Homélie pour le dimanche des Rameaux, 5 avril 2020

Cette année la foule des fidèles venus accueillir le Messie n’est pas au rendez-vous. Cela n’a pas dû arriver depuis bien longtemps, au moins dans nos pays occidentaux. Pourtant ce n’est sans doute pas l’envie qui leur en manque. Si c’est le signe d’un mal qui a conduit au confinement que nous savons, c’est aussi l’expression d’un bien. Et ce bien est celui de l’obéissance. Les fidèles catholiques ont accepté de se laisser enseigner par l’autorité, à l’image du serviteur du livre du prophète Isaïe que nous venons d’entendre. Le fruit de cette docilité s’ouvre sur la capacité de réconforter. Se laisser instruire rend capable d’aller plus loin dans le service du prochain, et même d’aller beaucoup plus loin, comme le montre la vie entière de Jésus ! L’hymne aux Philippiens résume tout cela merveilleusement.

Ce mystère de l’obéissance du Fils, se joue en nous, chez nous, comme le dit l’Écriture : « c’est chez toi que je vais faire la Pâque avec mes disciples ». Jésus vient vivre en nous sa Pâque ! Allons nous le laisser seul ? Pouvons nous le laisser seul ? Avant de répondre, il faut prendre quelques précautions. Jésus affirme que quelqu’un qui a plongé sa main dans le plat le trahira. Et si l’on y réfléchit bien, on s’aperçoit que tous ont ont plongé la main dans le plat ! Du reste, à l’heure de son arrestation il est bien écrit que : tous prirent la fuite, tous les trahissent donc ! Serions-nous plus forts que les apôtres ? Le commun des mortels (que nous sommes tous) a peut-être besoin de faire l’expérience de la trahison pour comprendre jusqu’où notre salut se joue. Sans doute, chacun trahit comme il peut, si je puis dire. Ce qui compte en définitive s’est d’être compté au nombre des pécheurs, ceux que le Christ est venu sauver. Choisissons donc de nous mettre du côté des apôtres. Ce n’est pas une si mauvaise place après tout. Et de savoir qu’ils ont tous trahi peut peut-être nous rassurer un peu.

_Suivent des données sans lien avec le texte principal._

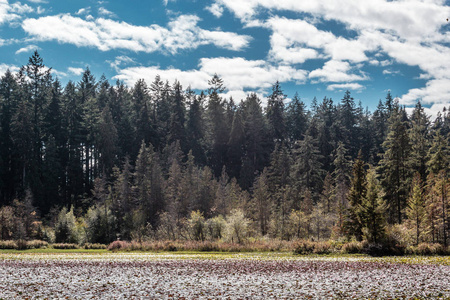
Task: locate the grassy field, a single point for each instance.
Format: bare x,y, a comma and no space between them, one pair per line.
83,274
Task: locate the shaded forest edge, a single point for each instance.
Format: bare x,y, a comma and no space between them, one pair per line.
94,163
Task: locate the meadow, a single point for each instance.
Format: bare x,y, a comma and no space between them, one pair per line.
195,275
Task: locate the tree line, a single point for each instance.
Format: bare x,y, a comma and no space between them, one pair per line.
91,161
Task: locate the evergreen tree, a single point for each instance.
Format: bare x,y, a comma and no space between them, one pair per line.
275,113
296,119
438,154
393,166
9,101
236,145
195,129
356,195
177,118
262,202
373,210
307,169
418,136
107,140
415,211
218,134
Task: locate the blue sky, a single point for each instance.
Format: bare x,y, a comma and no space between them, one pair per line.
316,48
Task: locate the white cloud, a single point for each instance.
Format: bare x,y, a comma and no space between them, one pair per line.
12,12
20,8
408,32
119,61
58,73
4,67
167,2
390,72
75,71
240,75
105,34
295,41
215,9
104,12
83,11
409,18
29,48
345,86
336,71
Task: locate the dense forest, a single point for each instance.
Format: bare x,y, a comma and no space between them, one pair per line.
95,162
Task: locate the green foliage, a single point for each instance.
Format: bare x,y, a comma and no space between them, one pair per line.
159,162
67,228
236,230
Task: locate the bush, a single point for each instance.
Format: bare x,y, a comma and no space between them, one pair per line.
430,249
309,247
36,244
237,227
353,247
322,248
376,250
65,246
8,244
304,247
66,228
94,246
118,245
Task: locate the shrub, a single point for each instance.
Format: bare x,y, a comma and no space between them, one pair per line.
237,226
430,249
65,246
118,245
322,248
94,246
66,229
216,227
36,244
353,247
8,244
197,226
304,247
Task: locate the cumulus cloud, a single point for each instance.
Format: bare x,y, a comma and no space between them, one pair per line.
409,19
105,34
104,12
120,61
295,41
83,11
5,67
27,49
239,75
345,86
75,71
336,71
12,12
408,32
215,9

De cette place qui est donc la nôtre, nous pouvons alors contempler le seul homme qui se soit véritablement laissé instruire : Jésus. Nous pouvons le regarder se laisser instruire par Dieu son Père ! Et dans cet acte de contemplation, nous découvrons avec un certain effroi que l’autorité de Jésus a une limite humaine. Jésus n’a d’autorité que dans le cadre de sa mission. En dehors de cette mission il ne peut rien faire, comme le montrent bien des passages de l’Écriture. C’est justement dans la soumission qu’il nous sauve. C’est en abandonnant toute autorité humaine, qu’il reçoit du Père la grâce de nous sauver tous. Oui tous : hommes du passé, du présent, de l’avenir, et même d’autres galaxies si cela était nécessaire. Jésus se livre totalement, sans aucune restriction. N’allons pas croire que ç’ait été plus facile pour lui. Car il a connu un moment d’hésitation, comme l’évoque l’évangéliste. Alors que tout était prêt, alors que tout avait été préparé depuis la faute originelle ; alors que les prophètes étaient venus, Jésus connaît la peur. Lui seul semble un instant vouloir aller à rebours de tout. Il demande que la coupe passe loin de lui, si possible. Alors qu’il sait parfaitement que sa mission passe par cette coupe, un instant il semble vaciller, comme un homme qui a peur devant la mort violente qui s’annonce. Et à cet instant précis, Jésus se laisse encore instruire et réconforter par un ange ! Qu’il a dû connaître une frousse atroce pour qu’un ange ait dû venir le consoler !

N’ayons pas peur de le laisser nous prendre avec lui ces jours saints, même si au dernier moment nous venions à l’abandonner. Son amour ne dépend pas de nous et heureusement. Offrons-lui notre humble amour : c’est peut-être tout ce qu’il attend.